What this is: Financial impact evaluation for pricing decisions you're already considering.
What this is NOT: Comprehensive pricing strategy design, value-based pricing frameworks, willingness-to-pay research, competitive positioning, psychological pricing, packaging architecture, or monetization model selection. For those topics, see the future pricing-strategy-suite skills.
This skill assumes you have a specific pricing change in mind and need to evaluate its financial viability.
Key Concepts
The Pricing Impact Framework
A systematic approach to evaluate pricing changes financially:
-
Revenue Impact — How does this change ARPU/ARPA?
- Direct revenue lift from price increase
- Revenue loss from reduced conversion or increased churn
- Net revenue impact
-
Conversion Impact — How does this affect trial-to-paid or sales conversion?
- Higher prices may reduce conversion rate
- Better packaging may improve conversion
- Test assumptions
-
Churn Risk — Will existing customers leave due to price change?

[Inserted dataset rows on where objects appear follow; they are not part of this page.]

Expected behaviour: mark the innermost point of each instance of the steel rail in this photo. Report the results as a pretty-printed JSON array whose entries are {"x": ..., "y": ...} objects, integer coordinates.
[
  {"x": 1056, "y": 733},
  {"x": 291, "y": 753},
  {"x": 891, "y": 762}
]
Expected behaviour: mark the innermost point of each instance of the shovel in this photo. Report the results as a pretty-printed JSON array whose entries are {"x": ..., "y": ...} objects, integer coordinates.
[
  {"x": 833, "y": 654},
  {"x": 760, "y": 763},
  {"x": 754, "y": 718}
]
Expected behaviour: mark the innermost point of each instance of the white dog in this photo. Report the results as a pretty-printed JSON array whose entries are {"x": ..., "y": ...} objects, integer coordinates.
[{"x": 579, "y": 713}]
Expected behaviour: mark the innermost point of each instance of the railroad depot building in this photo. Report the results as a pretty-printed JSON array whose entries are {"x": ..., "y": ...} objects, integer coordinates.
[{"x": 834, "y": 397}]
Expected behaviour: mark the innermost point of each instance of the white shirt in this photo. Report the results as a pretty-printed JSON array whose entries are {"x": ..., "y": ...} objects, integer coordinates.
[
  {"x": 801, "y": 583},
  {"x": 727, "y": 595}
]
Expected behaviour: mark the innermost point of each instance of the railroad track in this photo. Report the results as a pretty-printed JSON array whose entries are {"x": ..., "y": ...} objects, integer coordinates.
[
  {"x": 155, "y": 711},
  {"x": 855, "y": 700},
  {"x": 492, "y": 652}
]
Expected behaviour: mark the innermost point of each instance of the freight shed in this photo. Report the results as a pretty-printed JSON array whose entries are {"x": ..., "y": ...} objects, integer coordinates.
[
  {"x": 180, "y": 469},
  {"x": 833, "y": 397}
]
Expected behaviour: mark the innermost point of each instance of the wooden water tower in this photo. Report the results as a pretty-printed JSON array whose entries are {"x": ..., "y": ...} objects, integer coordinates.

- Grandfathering strategy (protect existing customers)
- Churn risk by segment (SMB vs. enterprise)
- Churn elasticity (how sensitive are customers to price?)
-
Expansion Impact — Does this create or block expansion opportunities?
- New premium tier = upsell path
- Usage-based pricing = expansion as customers grow
- Add-ons = cross-sell opportunities
-
CAC Payback Impact — Does pricing change affect unit economics?
- Higher ARPU = faster payback
- Lower conversion = higher effective CAC
- Net effect on LTV:CAC ratio
Pricing Change Types
Direct monetization changes:
- Price increase (raise prices for all customers or new customers only)
- New premium tier (create upsell path)
- Paid add-on (monetize previously free feature)
- Usage-based pricing (charge for consumption)
Discount strategies:
- Annual prepay discount (improve cash flow)
- Volume discounts (larger deals)
- Promotional pricing (temporary price reduction)
Packaging changes:
- Feature bundling (combine features into tiers)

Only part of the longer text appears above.